Rund sechzig Jahre nach der ersten Auflage von „Fahrenheit 451“ halten Verlage es für nötig, zum Wohle von Minderheiten Sprachkünstler wie Mark Twain umzuschreiben. Smartphone-Junkies landen reihenweise in der Leitplanke und eine moralische Panik jagt die nächste. Wer hätte gedacht, dass Bradbury prophetischer schreibt als Orwell?

Und hier müssen wir nun zugeben, dass wir gelogen haben. Ihr habt es vermutlich weiter oben bereits geahnt: Wir wünschen uns politisch mehr, als in Ruhe gelassen zu werden. Wir wollen mündig sein.

Anders als Freiheit ist Mündigkeit nicht nur Bedingung und Rahmen. Sie formt den Menschen und kann nicht einfach gewährt werden. Sie setzt Anstrengung und Mut voraus. Mündigkeit muss man sich nehmen. Dabei läuft der Mündige immer Gefahr, andere zu kränken. Aber Ohrfeigen, die verbal verpasst werden, lassen sich wegstecken. Noch leichter, wenn man nicht in Feindbildern denkt.

Vergesst euren Groll aufs rechte oder linke Lager. Stammesdenken hat im 21. Jahrhundert nichts verloren. Die Zukunft gehört, sollte es sie geben, einer neuen Mitte. Wenn ihr unbedingt einen Gegner braucht, unterscheidet zwischen solchen Menschen, die sich mündige Bürger wünschen, und jenen, die meinen, Bevormundung sei der Schlüssel zu fast allem. Letztere gibt es links wie rechts in rauen Mengen. Der Staat ist aber für unser Wohl geschaffen, nicht wir für seines – und nur mündig lebt es sich in ihm nicht entfremdet.

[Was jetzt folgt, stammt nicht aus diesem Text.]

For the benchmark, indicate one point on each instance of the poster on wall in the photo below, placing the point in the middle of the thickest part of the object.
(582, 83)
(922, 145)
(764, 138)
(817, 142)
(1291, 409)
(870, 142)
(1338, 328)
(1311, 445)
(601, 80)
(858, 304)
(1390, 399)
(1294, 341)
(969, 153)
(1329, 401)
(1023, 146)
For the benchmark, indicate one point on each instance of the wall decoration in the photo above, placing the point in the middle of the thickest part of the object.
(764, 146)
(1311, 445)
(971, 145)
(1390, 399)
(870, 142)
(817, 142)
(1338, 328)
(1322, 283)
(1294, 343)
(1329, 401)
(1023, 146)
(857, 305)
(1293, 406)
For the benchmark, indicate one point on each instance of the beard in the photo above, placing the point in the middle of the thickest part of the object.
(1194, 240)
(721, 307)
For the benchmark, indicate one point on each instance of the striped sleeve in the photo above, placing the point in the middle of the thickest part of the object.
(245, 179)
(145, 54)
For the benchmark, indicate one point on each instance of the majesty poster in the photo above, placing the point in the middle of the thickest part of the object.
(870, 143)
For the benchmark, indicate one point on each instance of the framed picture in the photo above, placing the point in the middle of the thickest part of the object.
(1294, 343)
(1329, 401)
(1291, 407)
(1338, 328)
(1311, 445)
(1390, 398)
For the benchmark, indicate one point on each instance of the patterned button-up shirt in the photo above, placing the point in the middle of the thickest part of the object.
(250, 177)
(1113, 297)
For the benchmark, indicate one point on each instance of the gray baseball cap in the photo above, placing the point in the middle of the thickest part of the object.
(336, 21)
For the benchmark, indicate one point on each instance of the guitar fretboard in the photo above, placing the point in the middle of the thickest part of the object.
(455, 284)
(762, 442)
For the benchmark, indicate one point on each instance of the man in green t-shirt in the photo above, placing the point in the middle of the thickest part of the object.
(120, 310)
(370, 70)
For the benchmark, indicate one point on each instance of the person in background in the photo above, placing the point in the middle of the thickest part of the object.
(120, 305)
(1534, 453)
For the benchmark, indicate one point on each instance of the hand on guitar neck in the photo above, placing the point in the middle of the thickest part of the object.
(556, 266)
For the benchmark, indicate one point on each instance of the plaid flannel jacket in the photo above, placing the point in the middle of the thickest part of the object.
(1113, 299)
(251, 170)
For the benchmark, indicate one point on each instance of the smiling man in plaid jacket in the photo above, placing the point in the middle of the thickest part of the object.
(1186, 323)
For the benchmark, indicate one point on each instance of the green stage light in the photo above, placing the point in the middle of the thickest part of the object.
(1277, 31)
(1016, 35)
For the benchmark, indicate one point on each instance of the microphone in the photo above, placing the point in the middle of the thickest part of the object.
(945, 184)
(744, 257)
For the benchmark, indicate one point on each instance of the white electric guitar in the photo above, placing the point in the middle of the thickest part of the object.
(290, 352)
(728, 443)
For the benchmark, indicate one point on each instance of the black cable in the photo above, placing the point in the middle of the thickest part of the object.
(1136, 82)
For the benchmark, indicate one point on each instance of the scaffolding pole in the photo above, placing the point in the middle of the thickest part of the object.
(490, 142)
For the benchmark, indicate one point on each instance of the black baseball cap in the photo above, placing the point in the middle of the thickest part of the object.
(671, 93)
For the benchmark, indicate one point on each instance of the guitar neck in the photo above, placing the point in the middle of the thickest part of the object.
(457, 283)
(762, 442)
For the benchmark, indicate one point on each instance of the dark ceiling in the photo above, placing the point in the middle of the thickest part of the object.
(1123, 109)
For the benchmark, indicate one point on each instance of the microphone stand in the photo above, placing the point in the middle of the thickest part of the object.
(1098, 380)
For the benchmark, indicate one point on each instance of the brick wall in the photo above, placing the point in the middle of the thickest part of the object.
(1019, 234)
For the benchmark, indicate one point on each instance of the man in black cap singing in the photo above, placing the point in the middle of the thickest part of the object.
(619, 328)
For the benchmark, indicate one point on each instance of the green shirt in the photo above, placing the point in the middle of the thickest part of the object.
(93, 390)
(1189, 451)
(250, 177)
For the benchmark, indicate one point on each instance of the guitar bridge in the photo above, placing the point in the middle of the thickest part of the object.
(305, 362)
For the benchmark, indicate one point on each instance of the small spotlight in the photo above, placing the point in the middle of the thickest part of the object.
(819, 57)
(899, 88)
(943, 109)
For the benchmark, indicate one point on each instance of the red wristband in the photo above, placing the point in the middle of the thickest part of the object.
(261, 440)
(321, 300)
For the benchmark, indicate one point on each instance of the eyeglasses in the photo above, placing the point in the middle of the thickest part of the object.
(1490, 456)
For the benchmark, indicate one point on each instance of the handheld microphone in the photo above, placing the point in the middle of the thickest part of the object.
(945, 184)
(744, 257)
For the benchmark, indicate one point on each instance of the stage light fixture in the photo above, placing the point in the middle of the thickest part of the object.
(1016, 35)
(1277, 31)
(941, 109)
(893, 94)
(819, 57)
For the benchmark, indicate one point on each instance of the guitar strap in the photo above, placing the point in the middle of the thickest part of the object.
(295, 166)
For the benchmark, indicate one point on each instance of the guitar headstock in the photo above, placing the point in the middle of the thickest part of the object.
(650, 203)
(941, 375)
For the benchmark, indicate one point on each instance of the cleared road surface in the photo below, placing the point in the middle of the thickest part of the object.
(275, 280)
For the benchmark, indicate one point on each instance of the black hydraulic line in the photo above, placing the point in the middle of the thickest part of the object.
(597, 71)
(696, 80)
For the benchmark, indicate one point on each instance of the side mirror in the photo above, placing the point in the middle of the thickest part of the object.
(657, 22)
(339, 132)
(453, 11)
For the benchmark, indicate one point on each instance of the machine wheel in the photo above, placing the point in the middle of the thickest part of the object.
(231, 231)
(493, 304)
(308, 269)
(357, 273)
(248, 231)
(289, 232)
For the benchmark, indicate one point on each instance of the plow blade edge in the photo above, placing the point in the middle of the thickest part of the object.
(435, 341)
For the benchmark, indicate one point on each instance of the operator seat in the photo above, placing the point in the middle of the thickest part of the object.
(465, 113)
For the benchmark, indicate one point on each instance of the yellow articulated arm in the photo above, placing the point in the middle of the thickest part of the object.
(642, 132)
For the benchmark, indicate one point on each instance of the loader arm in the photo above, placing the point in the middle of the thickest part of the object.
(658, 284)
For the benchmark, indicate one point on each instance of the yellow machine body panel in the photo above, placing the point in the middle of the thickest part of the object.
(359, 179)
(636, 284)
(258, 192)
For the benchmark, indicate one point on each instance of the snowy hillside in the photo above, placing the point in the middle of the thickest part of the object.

Wenn es einen Gedanken gibt, der sich durch die Texte von ALIAS ziehen soll, dann ist es dieser: Wir halten Vernunft, Kreativität und Kritik für Grundpfeiler, auf die eine offene Gesellschaft nicht verzichten kann. Erst durch ihr Zusammenspiel ist echter Fortschritt möglich, und nur mündige Menschen können die Bedingungen hierfür schaffen.

Wir trauen euch zu, andere Meinungen zu ertragen, längere Gedankengänge nachzuvollziehen und eigene Ansichten zu entwickeln. ALIAS soll ein Ort sein, an dem Unterschiede und Streit als Chance begriffen werden. Wir glauben, dass es keinen Fortschritt ohne Reibung gibt, doch auch keine Reibung ohne Berührungspunkte.

Wer hasst, ist frei, aber wir können auch Freunde werden. Und jetzt verpisst euch.